Chat with many science articles, using: Gemini

Published on: 3/22/2026

How to talk to 100 scientific articles using LLMs? This is will be a part of a series of posts which investigate the posibilities, from simple online chat to RAG systems.

This article describes a straightforward technique for chatting with multiple scientific articles, and shows differences in quality between the Fast and Pro models.

Gemini has a limit on uploading 10 PDFs at once, and while we could theoretically upload 10 by 10, it’s tedious and time consuming to actually do that. We will get around that limitation by merging all of our PDFs into a single one. This is not the only technique for dealing with multiple documents, but it is the most straightforward one because it just dumps all of the content into the model context.

To merge multiple pdf-s in your browser, you can use the below button - simply select all the pdfs that you wish to merge into one. Simple merging is implemented using pdf-lib library.
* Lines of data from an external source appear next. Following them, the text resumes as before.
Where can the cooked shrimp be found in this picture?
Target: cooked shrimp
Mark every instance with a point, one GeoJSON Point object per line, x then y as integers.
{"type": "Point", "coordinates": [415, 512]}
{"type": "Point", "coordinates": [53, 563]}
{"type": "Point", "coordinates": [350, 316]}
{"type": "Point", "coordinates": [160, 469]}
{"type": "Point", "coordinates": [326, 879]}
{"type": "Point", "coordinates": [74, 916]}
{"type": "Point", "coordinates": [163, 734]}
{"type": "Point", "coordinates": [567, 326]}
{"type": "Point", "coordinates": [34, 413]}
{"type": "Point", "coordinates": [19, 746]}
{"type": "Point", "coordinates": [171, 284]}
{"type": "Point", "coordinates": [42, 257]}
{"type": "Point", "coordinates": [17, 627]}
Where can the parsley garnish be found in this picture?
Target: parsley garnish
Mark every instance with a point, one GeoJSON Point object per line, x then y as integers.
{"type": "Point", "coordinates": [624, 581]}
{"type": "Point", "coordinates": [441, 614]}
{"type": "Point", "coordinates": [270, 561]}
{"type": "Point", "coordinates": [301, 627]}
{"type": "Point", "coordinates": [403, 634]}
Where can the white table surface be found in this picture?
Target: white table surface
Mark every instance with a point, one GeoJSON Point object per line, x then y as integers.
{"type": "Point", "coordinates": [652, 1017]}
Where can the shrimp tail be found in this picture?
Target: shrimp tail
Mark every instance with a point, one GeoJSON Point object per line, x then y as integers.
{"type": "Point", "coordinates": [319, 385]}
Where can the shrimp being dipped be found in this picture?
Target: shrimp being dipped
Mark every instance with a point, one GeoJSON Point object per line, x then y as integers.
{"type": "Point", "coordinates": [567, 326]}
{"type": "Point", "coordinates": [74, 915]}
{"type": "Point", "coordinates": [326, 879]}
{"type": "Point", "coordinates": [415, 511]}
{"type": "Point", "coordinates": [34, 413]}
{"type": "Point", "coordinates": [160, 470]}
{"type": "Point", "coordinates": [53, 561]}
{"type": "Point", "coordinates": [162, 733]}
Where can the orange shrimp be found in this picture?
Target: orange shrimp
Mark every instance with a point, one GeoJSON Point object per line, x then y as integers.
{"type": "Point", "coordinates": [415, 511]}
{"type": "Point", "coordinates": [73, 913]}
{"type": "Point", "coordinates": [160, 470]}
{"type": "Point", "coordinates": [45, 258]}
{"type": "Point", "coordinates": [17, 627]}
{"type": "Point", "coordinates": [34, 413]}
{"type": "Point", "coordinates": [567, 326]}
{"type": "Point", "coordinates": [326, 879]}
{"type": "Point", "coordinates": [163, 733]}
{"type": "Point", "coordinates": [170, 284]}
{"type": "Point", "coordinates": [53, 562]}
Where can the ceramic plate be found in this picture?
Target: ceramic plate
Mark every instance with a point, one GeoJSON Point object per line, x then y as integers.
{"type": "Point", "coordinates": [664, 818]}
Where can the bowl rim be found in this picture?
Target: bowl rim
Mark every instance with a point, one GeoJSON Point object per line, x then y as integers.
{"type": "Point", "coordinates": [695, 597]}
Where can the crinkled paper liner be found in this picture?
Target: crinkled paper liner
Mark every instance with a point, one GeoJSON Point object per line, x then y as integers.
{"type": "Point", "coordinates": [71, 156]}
Click or drag & drop PDF files here

Because Gemini has a maximum limit of 1M tokens that can fit in it’s context, it is likely to fail if fed a document with more tokens than that. To check how many characters there are in the PDFs you can use the following button (again, runs inside the browser). As a rough heuristic, if the documents are code-heavy / equation-heavy then the number of tokens is around character count divided by 3, and if it’s mostly prose then it’s around character count divided by 4. If all PDFs that you want to chat with have more than 1M tokens, you should try a different method for “chatting” with them at the same time, or just split your investigations into multiple chats.

If everything is kept in model context, model performance is degraded in regards to each individual article in it’s context. This is known as context rot, and shows up during long chats or with large documents - the attention mechanism is worse for each piece of information contained. So for better performance, it’s again better to keep the context size shorter (no empirical information here - but as an example different cut-offs to try are below 30k tokens, below 100k, and below 300k tokens). (Another optimization would be to dynamically select subsets of documents to put into context, also known as RAG - Retrieval Augmented Generation.)
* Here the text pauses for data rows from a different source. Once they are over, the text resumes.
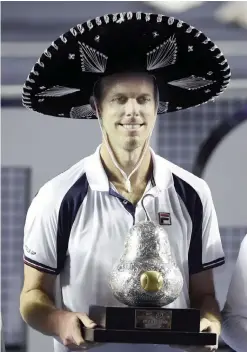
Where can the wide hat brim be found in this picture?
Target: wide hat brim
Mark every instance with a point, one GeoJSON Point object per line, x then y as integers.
{"type": "Point", "coordinates": [189, 68]}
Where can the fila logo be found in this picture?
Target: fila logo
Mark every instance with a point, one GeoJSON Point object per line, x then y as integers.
{"type": "Point", "coordinates": [165, 219]}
In my experiment, I used a list of 26 Deep Learning papers. The merged PDF contains ~700 pages, 2M characters and 700k token (closely matching the heuristic of 3 characters making 1 token).

I tested two different chats which explore basic functionality, one with Fast and one with Pro. There are very clear differences between them:

Unfortunately, I ran out of free chats with GPro to perform more experiments, but it obviously performs much much better with a large document containing many papers.
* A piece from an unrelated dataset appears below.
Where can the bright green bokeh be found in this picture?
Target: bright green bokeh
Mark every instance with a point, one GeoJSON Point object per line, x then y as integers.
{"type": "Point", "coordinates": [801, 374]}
Lastly, if you’re going to continuously chat with the same collection of merged papers, I recommend creating a Gem. This will save you time that Gemini would use for processing the big document - it would do it only once, and then each new chat in that gem could you use that as the baseis. Below, you can see one simple suggestion for the name and the instructions to put inside the Gem.

Screenshot of gemini.google.com gem creation page. The title of the gem is *LLM articles as source of truth* and the instructions are *The knowledge contains a single very important document which should be often used as reference for questions. Make sure to cite the document.* In the Knowledge field, a single pdf named *merged* is included.